Christoph Zimmermann with 2 other teachers and catechism pupils in Akropong.
Source: Basler Mission 21In neuem Fenster öffnen.
Christoph Zimmermann is born in 1838 in Gerlingen/Germany as "little brother" of the well-known Johannes Zimmermann.
From his stepfather he learns the trade of a baker. 1854 he passes the state examination, 1856 he is accepted for the teacher seminar in Esslingen.
Christoph Zimmermann was 12 years old when his brother Johannes went to the Gold Coast. At that time already he dreamed about following suit and becoming also a missionary or a teacher. The pecuniary circumstances hadn't allowed to give him good education in Korntal. His mother had died in 1841, his father - who had got married again - 1846 at the typhoid fever epidemic in Gerlingen.
Christoph Zimmermann cancels his training in the teacher seminar when his brother Johannes asks him to come to Africa for educating his children and teaching them the German language. Together with the missionary Jakob Heck from Gerlingen he travels to the Gold Coast.
In 1856, on the 27th of December, Christoph Zimmermann arrives in Akropong at this brother Johannes' place. Christoph finds his disease-ridden older brother nearly out of all recognition.
He starts after some weeks to teach his brothers children and helps him with expositions. He learns the Gã-language which is spoken in his brothers family. Soon the climate makes him troubles. Typhoid affects him and he has painful abscesses, so that his brother Johannes fears for Christoph's life.

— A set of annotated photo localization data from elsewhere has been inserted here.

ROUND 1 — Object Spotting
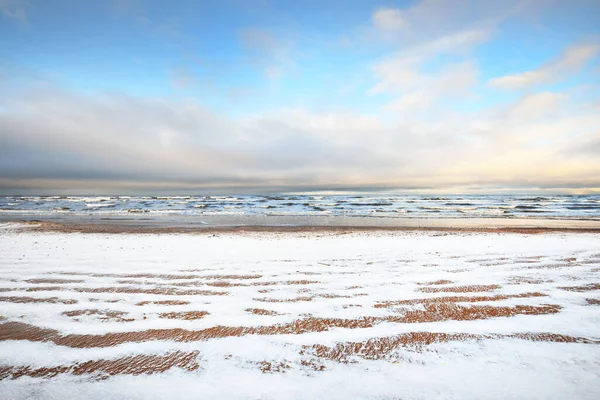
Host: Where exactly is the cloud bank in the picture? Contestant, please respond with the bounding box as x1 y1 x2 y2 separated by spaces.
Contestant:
0 0 599 194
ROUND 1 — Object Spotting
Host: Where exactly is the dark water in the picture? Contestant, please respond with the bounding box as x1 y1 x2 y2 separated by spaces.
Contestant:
0 195 599 220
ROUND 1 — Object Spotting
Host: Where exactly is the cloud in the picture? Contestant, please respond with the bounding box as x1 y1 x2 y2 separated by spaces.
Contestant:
368 0 523 44
1 1 599 193
370 46 481 94
0 0 28 22
565 134 600 158
381 61 479 114
1 78 599 193
366 1 505 118
488 42 600 90
368 27 484 117
372 7 406 31
240 28 296 81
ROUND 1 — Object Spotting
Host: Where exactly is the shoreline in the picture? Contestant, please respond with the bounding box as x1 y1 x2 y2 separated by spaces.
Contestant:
2 215 600 234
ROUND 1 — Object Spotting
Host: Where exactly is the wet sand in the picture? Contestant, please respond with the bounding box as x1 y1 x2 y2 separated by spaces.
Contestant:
2 214 600 234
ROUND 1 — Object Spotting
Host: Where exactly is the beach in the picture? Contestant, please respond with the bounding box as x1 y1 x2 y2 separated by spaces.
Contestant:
4 0 600 397
0 221 599 399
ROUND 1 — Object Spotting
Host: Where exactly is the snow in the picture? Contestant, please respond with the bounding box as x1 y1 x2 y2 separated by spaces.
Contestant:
0 225 599 399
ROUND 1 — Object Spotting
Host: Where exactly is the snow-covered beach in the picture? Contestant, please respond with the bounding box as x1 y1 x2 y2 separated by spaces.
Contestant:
0 222 599 399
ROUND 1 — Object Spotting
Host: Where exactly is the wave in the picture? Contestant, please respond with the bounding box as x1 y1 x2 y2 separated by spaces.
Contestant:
0 194 598 220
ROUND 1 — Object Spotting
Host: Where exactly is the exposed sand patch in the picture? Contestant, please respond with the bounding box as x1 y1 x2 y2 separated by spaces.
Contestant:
374 292 548 308
246 308 281 316
58 272 202 280
136 300 190 306
72 287 227 296
512 259 543 265
317 294 353 299
205 281 239 287
0 351 200 380
420 284 501 293
26 286 64 292
510 333 600 343
89 298 121 303
159 311 209 320
0 304 561 348
310 332 599 362
299 359 327 371
25 278 84 284
201 274 263 280
252 280 320 286
311 333 480 361
258 361 291 373
0 296 77 304
254 296 314 303
420 280 454 285
62 309 135 323
18 285 227 296
393 304 560 324
507 277 553 284
527 263 572 270
558 283 600 292
117 279 148 285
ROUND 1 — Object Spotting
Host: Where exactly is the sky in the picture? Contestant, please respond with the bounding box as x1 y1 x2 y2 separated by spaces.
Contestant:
0 0 599 194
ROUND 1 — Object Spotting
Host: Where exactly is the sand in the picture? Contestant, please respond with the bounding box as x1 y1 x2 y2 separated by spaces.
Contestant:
0 222 599 399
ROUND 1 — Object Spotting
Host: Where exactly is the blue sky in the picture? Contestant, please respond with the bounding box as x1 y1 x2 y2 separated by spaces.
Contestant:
0 0 599 193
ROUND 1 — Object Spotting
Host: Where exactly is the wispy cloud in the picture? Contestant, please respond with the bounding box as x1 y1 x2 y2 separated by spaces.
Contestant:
372 7 406 32
240 28 296 82
169 67 198 89
488 41 600 90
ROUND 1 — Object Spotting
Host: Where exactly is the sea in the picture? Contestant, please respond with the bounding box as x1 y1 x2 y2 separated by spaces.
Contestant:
0 194 599 221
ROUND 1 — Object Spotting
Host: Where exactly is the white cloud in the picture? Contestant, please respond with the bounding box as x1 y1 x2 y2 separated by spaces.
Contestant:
372 7 406 31
504 91 567 121
368 0 522 44
381 61 479 115
368 25 484 119
1 80 599 192
488 42 600 90
368 27 488 95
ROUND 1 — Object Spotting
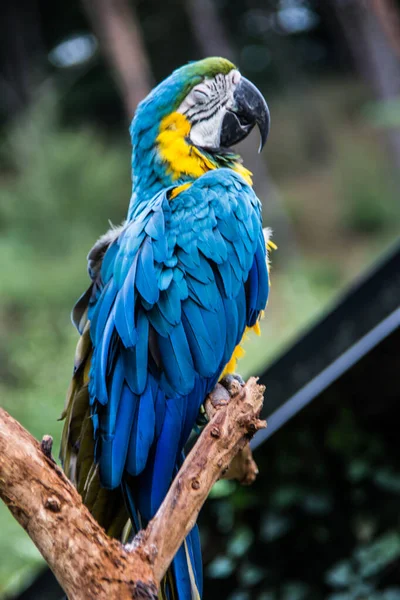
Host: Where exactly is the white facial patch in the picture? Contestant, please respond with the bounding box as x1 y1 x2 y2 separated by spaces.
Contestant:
177 70 241 148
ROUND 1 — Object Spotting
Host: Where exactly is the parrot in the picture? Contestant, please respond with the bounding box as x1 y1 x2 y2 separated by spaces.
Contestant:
60 56 271 600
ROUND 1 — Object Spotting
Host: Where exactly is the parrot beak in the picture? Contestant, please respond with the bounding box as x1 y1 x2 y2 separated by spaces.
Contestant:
220 77 270 153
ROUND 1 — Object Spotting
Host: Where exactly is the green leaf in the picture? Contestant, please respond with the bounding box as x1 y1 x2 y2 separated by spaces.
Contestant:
356 533 400 579
302 492 333 515
347 459 371 482
239 563 267 586
364 98 400 128
260 513 292 542
209 479 236 498
211 500 234 534
374 469 400 494
257 592 275 600
206 556 235 579
228 592 250 600
382 589 400 600
325 560 356 588
271 485 304 509
282 582 310 600
227 527 254 558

The Mission House in Basel takes over Christoph Zimmermann and ordains him in 1864 in Akropong, where he already in 1862 had overtaken the boys school. Every month he does sermon journeys with his students, teaches them handicraft (they have to sew their clothes themselves) and keeps them busy with farm work. Besides instructions he gives Sunday and Evening Classes which are visited by more than a dozen of young men. He teaches arithmetic, writing, reading, biblical history and geography.
The Mission House gives him Maria Pfuderer from Hattenhofen for his wife. 1867 the first daughter is born, but she dies soon.
1867 Christoph Zimmermann changes to Abokobi. There his health gets better but "nevertheless I feel that my strength becomes more and more weak". He asks for a holiday in Europe. In May 1868 he arrives in Liverpool. He recovers in his homeland, but he doesn't go back to the Gold Coast. He travels to America where he overtakes from 1870 on rectorates in Ann Arbor, Michigan, and in Port Huron.
On the 10th of May in 1890 Christoph Zimmermann dies in America.